The day came. My dad was up and around. He went down to the job to see what was happening. He was back. I started working with him again, picked up where we left off.
I was doing well, learning different trades, learning to work with all kinds of people, learning about life. I was feeling good.

I knew he was drinking when he pulled up to me in his old van in the street and said “get in, we got work to do”. I was playing stick ball and felt as usual, embarrassed by his drunkenness. Whether I wanted to admit it or not, I couldn’t hide it from my friends anymore. The lies, the stories, the shame-they knew how it was for us-they knew he was a drunk. Sometimes, some of the guys would say- “we never knew if we would ever see you again” after different scenes in the street.

He said “I told you, that night in the hospital, we were going after them, I’m ready now”.

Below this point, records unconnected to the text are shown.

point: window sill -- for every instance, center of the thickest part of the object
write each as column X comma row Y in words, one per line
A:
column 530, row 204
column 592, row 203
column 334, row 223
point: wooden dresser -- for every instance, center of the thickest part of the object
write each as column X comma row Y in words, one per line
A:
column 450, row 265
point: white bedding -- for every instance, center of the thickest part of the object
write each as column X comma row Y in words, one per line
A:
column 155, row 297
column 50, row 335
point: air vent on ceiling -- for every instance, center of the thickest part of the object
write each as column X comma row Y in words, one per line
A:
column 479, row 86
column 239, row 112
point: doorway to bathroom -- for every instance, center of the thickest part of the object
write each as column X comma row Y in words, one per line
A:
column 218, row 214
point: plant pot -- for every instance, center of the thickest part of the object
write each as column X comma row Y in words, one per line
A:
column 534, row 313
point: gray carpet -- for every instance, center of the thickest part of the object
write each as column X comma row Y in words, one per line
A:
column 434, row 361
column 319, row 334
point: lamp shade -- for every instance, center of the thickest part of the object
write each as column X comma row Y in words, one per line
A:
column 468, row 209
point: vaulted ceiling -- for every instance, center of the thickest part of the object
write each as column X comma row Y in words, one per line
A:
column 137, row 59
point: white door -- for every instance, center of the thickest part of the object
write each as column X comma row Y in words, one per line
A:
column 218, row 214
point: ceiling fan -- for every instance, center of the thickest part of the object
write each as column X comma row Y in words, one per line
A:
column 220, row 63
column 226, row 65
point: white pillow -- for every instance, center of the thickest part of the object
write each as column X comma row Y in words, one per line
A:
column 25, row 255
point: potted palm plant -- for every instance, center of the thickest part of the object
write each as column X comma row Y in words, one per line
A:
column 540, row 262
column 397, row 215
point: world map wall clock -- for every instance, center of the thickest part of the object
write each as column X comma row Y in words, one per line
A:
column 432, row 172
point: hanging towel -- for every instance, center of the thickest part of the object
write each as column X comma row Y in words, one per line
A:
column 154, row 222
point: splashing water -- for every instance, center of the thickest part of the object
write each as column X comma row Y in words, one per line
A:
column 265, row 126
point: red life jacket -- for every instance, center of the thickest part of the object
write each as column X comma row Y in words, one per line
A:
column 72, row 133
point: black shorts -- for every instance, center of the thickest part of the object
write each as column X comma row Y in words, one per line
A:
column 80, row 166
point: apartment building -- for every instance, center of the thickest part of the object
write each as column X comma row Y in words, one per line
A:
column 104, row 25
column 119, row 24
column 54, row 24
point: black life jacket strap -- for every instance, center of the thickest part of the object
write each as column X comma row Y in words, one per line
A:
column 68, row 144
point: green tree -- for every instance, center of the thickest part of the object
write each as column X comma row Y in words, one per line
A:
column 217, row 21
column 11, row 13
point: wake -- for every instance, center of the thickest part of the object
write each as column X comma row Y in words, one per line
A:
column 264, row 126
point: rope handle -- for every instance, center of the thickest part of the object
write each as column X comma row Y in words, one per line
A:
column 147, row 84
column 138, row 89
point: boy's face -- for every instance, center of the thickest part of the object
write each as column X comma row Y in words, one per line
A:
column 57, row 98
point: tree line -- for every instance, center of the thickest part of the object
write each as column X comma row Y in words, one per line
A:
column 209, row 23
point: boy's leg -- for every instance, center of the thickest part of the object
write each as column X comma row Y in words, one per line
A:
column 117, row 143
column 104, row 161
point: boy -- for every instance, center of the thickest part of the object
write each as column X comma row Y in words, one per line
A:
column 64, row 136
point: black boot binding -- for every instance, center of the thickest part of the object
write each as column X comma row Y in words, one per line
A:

I slithered into the seat and said o.k. We drove around for weeks. All different neighborhoods, all different times. Some of those times, as much as I vowed never to be like my father, I wished I was drunk too. Anything to get away from that nagging, relentless, aching fear I walked around with. I saw my old man peer into hallways, look in the stores, scrutinize faces on the street. We went out for a long time when eventually it stopped. I couldn’t help but wonder, dread and agonize over if and when we did find them. Thank God we never did. Life was back to usual. I met my mom to walk her home. I defended my brother in the street and at school and protected my sister. I worked two jobs, gave half my money to my mom, worked with my dad and we all lived in fear. One thing changed though. My mom came home one day and said we’re moving. She said “I found a nice place in the North Bronx to rent”. We knew my old man would have real trouble moving. He didn’t do anything that required change too well. I was both encouraged and depressed. Sad to lose my street friends and encouraged that my mom is starting to step up to the plate. We moved that spring. I said goodbye to my friends-told them I’d still be around-after all, I work for my dad and the shop is in the building-they knew I was selling out. On moving day, the moving van was loaded up as was my father’s truck. We all loaded into it when I realized he was drunk. I said to my mom and brother and sister to get out we will not drive with him while he was drunk. They stayed in the truck-didn’t want the hassle. I took the bus.